Mar 27, 2013, 18:15 IST
We've seen a multitude of uses for Twitter's video app Vine. In the three months since its launch, the app, which allows users to share six-second looping videos, has become a lucrative location for food porn and recipes, sports clips, and journalists to cover news events. However, it looks like Hollywood may have found the best use for Vine yet. Marketing. Monday, "The Wolverine" director James Mangold tweeted the first footage for the new movie through Vine. Dubbed a "tweaser" by Mangold, the director debuted a teaser for a teaser out today. In six seconds, the clip shows roughly 16 different clips set to an overture and, who we presume to be, Hugh Jackman yelling. The first full trailer for the film won't be out until today. Though there's no way of knowing how many times the Vine has been viewed, the "tweaser" has been retweeted directly from Mangold more than 1,000 times.
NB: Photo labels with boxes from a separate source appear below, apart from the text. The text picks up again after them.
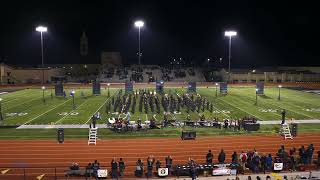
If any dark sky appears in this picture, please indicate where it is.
[0,0,320,67]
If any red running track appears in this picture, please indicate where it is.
[0,134,320,179]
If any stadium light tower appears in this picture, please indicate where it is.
[41,86,46,104]
[70,89,76,110]
[278,85,282,101]
[215,83,219,97]
[134,20,144,65]
[0,98,3,120]
[224,31,237,80]
[107,83,110,97]
[36,26,48,84]
[254,88,259,105]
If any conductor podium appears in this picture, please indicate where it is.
[181,131,197,140]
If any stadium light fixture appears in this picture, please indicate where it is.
[36,26,48,84]
[224,31,237,81]
[215,83,219,97]
[255,88,259,105]
[70,89,76,110]
[134,20,144,65]
[107,83,110,97]
[278,85,282,101]
[41,86,46,104]
[0,98,3,120]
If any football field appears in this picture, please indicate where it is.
[0,87,320,125]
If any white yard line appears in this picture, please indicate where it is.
[54,98,89,124]
[220,99,263,119]
[81,95,111,127]
[22,98,71,125]
[3,97,42,110]
[213,102,231,118]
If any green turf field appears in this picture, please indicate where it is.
[0,87,320,125]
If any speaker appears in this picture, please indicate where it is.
[92,82,101,95]
[243,123,260,131]
[181,131,197,140]
[58,128,64,143]
[291,123,298,137]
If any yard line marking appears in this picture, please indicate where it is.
[54,98,89,124]
[230,89,282,119]
[3,97,42,110]
[219,98,263,119]
[232,89,317,119]
[3,92,32,104]
[81,92,116,127]
[22,98,72,125]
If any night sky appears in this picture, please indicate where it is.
[0,0,320,68]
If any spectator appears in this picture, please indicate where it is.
[147,156,154,177]
[266,154,272,171]
[86,163,92,177]
[206,150,213,164]
[239,151,247,171]
[156,159,161,171]
[306,144,314,164]
[118,158,126,177]
[317,151,320,168]
[231,151,238,163]
[260,154,267,174]
[135,158,143,177]
[92,160,100,178]
[166,156,172,171]
[252,155,260,173]
[111,158,118,179]
[218,149,226,164]
[299,146,307,164]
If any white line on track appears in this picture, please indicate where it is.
[54,98,89,124]
[22,98,72,125]
[82,93,115,127]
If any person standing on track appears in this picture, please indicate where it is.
[206,150,213,164]
[111,158,118,179]
[218,149,226,164]
[118,158,126,177]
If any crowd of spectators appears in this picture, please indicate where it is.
[65,144,320,179]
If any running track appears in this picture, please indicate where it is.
[0,134,320,179]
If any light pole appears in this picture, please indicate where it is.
[254,88,258,105]
[41,86,46,104]
[107,83,110,97]
[224,31,237,81]
[36,26,48,84]
[278,85,282,101]
[70,90,76,110]
[0,98,3,120]
[216,83,219,97]
[134,20,144,65]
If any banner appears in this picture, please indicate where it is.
[54,83,64,96]
[219,82,228,94]
[158,168,169,177]
[92,82,101,95]
[124,81,133,93]
[256,82,264,94]
[97,169,108,178]
[273,163,283,171]
[188,82,197,92]
[156,81,164,93]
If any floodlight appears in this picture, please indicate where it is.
[224,31,237,37]
[134,20,144,28]
[36,26,48,32]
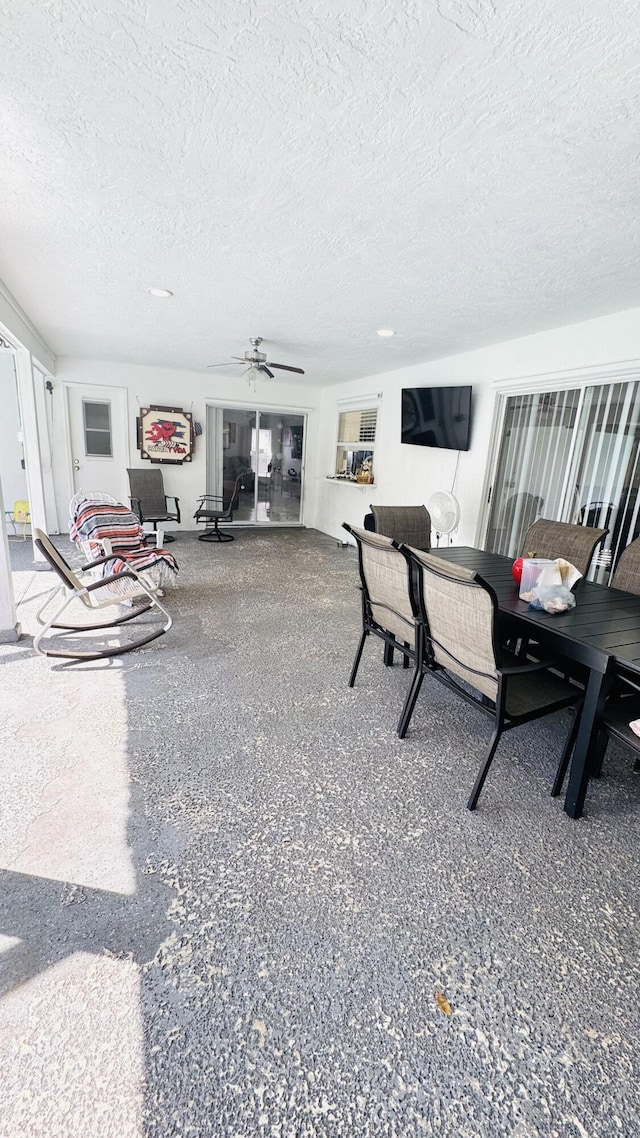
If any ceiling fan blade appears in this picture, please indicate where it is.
[269,360,304,376]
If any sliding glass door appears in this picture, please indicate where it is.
[486,381,640,584]
[206,405,305,526]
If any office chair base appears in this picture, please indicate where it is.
[198,529,236,542]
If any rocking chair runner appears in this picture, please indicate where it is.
[33,529,172,660]
[194,470,252,542]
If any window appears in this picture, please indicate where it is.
[82,399,113,459]
[335,407,378,483]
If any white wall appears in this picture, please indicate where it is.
[49,356,321,529]
[42,308,640,545]
[0,352,27,514]
[307,308,640,545]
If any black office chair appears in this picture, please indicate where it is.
[194,470,247,542]
[126,467,180,542]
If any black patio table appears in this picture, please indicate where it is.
[429,545,640,818]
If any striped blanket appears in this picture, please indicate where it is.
[69,498,178,588]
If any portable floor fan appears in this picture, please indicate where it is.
[427,490,460,545]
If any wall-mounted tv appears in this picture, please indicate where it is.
[402,387,471,451]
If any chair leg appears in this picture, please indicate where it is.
[348,629,369,687]
[397,663,425,739]
[154,521,175,547]
[467,727,502,810]
[198,518,236,542]
[551,708,587,798]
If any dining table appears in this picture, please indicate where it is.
[429,545,640,818]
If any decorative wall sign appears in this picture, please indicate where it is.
[136,406,196,463]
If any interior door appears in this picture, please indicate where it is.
[206,404,305,526]
[66,384,129,503]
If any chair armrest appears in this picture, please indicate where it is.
[499,660,560,676]
[129,497,143,523]
[84,569,139,593]
[164,494,180,521]
[198,494,224,505]
[80,553,118,572]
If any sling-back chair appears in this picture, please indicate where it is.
[364,505,432,550]
[514,518,609,577]
[33,529,172,660]
[343,521,424,723]
[399,546,583,810]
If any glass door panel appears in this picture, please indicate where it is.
[206,406,256,521]
[486,381,640,584]
[257,411,304,525]
[207,406,305,526]
[486,390,581,558]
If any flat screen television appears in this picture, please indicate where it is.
[402,387,471,451]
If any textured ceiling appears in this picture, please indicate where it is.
[0,0,640,384]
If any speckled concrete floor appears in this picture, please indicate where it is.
[0,530,640,1138]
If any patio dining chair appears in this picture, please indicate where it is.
[399,549,583,810]
[343,521,422,723]
[514,518,609,577]
[364,505,432,550]
[33,529,172,660]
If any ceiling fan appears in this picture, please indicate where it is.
[207,336,304,384]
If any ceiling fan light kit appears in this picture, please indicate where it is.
[208,336,304,384]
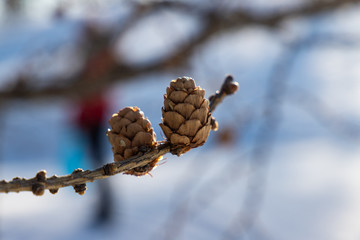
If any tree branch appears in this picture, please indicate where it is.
[0,76,237,196]
[0,0,359,101]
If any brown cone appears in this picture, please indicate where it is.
[107,107,159,176]
[160,77,212,156]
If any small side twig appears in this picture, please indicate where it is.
[209,75,239,112]
[0,76,238,196]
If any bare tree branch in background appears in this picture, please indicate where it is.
[219,37,311,239]
[0,76,238,195]
[0,0,359,101]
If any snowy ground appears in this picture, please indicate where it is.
[0,0,360,240]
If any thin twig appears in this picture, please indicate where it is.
[0,76,237,196]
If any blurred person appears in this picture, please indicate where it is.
[75,93,113,225]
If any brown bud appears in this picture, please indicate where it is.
[104,107,158,176]
[160,77,212,156]
[49,188,59,194]
[36,170,46,182]
[74,183,87,195]
[31,183,45,196]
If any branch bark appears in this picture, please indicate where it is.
[0,76,238,196]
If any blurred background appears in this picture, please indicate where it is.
[0,0,360,240]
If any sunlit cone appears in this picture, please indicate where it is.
[107,107,159,176]
[160,77,214,156]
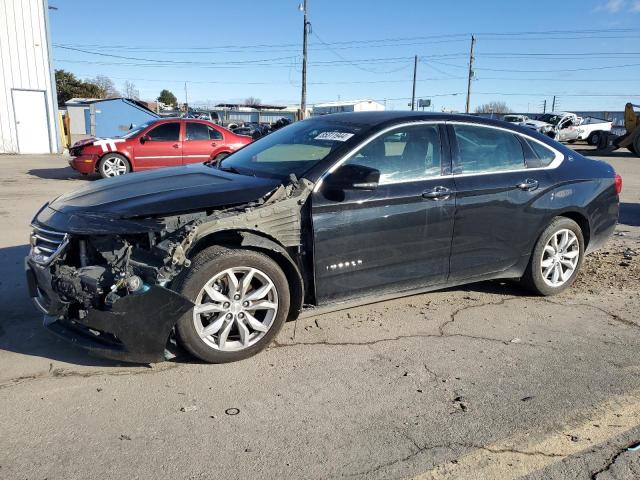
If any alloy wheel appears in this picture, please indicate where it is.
[193,267,278,352]
[102,157,127,177]
[540,228,580,288]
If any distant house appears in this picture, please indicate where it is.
[65,98,159,144]
[311,100,384,116]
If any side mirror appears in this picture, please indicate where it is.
[324,165,380,190]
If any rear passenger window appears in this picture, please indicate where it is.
[527,140,556,168]
[453,125,525,173]
[147,123,180,142]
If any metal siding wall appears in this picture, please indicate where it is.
[0,0,59,153]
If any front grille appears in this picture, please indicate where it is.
[30,225,69,265]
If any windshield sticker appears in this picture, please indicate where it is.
[315,132,353,142]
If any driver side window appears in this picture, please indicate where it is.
[345,125,441,185]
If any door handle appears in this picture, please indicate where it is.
[516,178,538,192]
[422,187,453,200]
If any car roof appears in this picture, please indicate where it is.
[310,110,529,133]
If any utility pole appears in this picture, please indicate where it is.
[411,55,418,111]
[184,82,189,113]
[465,35,476,113]
[300,0,309,120]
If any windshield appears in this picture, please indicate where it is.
[120,120,155,138]
[219,119,360,179]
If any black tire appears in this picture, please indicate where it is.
[520,217,584,296]
[98,153,131,178]
[173,246,290,363]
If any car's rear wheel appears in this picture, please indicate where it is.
[522,217,584,295]
[174,247,290,363]
[98,153,131,178]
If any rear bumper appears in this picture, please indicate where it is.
[69,155,98,173]
[25,258,193,363]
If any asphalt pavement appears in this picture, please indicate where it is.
[0,147,640,480]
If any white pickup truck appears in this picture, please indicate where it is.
[521,112,611,145]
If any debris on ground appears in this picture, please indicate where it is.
[572,232,640,293]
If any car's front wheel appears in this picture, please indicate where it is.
[522,217,584,295]
[174,247,290,363]
[98,153,131,178]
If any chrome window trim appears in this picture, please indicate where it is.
[313,120,565,192]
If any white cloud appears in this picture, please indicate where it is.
[596,0,624,13]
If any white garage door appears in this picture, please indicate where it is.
[13,90,51,153]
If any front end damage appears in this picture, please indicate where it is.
[25,179,312,363]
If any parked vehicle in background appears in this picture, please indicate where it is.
[27,111,622,362]
[69,118,252,178]
[502,114,529,124]
[598,103,640,157]
[523,112,612,145]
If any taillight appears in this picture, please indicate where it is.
[614,173,622,195]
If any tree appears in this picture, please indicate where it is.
[244,97,260,107]
[158,90,178,106]
[55,70,105,106]
[476,101,511,113]
[87,75,120,98]
[122,80,140,100]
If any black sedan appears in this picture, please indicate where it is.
[26,112,621,362]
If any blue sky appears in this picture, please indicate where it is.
[49,0,640,111]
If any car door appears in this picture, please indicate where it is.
[312,123,455,303]
[448,123,555,282]
[182,121,225,164]
[134,121,182,170]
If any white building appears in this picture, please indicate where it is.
[311,100,384,116]
[0,0,61,153]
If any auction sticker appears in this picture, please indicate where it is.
[315,132,353,142]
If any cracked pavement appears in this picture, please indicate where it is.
[0,151,640,480]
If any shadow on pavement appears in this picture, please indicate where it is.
[27,167,100,180]
[618,203,640,227]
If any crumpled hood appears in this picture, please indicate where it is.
[49,164,279,219]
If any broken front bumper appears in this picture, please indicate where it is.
[25,258,193,363]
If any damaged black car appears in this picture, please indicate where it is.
[26,112,621,363]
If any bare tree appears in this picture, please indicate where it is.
[244,97,260,107]
[476,101,511,113]
[122,80,140,100]
[88,75,120,98]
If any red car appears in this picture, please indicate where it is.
[69,118,252,178]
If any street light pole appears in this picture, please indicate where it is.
[300,0,308,120]
[411,55,418,111]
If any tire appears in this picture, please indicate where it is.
[521,217,584,296]
[173,246,290,363]
[98,153,131,178]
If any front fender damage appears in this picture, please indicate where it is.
[27,178,313,362]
We doubt it will be the last we see of this.

FilmDistrictGerard Butler's "Olympus Has Fallen" used Vine to help promote the film opening weekend.

This is the second time in a week that a film has put out marketing content on Vine. FilmDistrict released video reactions last week to early screenings of its new Gerard Butler film, "Olympus Has Fallen" in hopes the videos would help draw buzz for the movie. It certainly didn't hurt. The movie's opening weekend of $30.4 million was the largest debut ever for a FilmDistrict movie—more than double the opening of last year's "Red Dawn" ($14.3 million). Deadline speculated Vine may be the next big viral movie marketing tool after FilmDistrict first announced promotion of its film through the app earlier this month. And, they're not the first movies to experiment with the video app. Indie film distributor Oscilloscope took a different approach to Vine. Last month, they released an entire movie, "It's A Disaster" in six-second clips on the video app.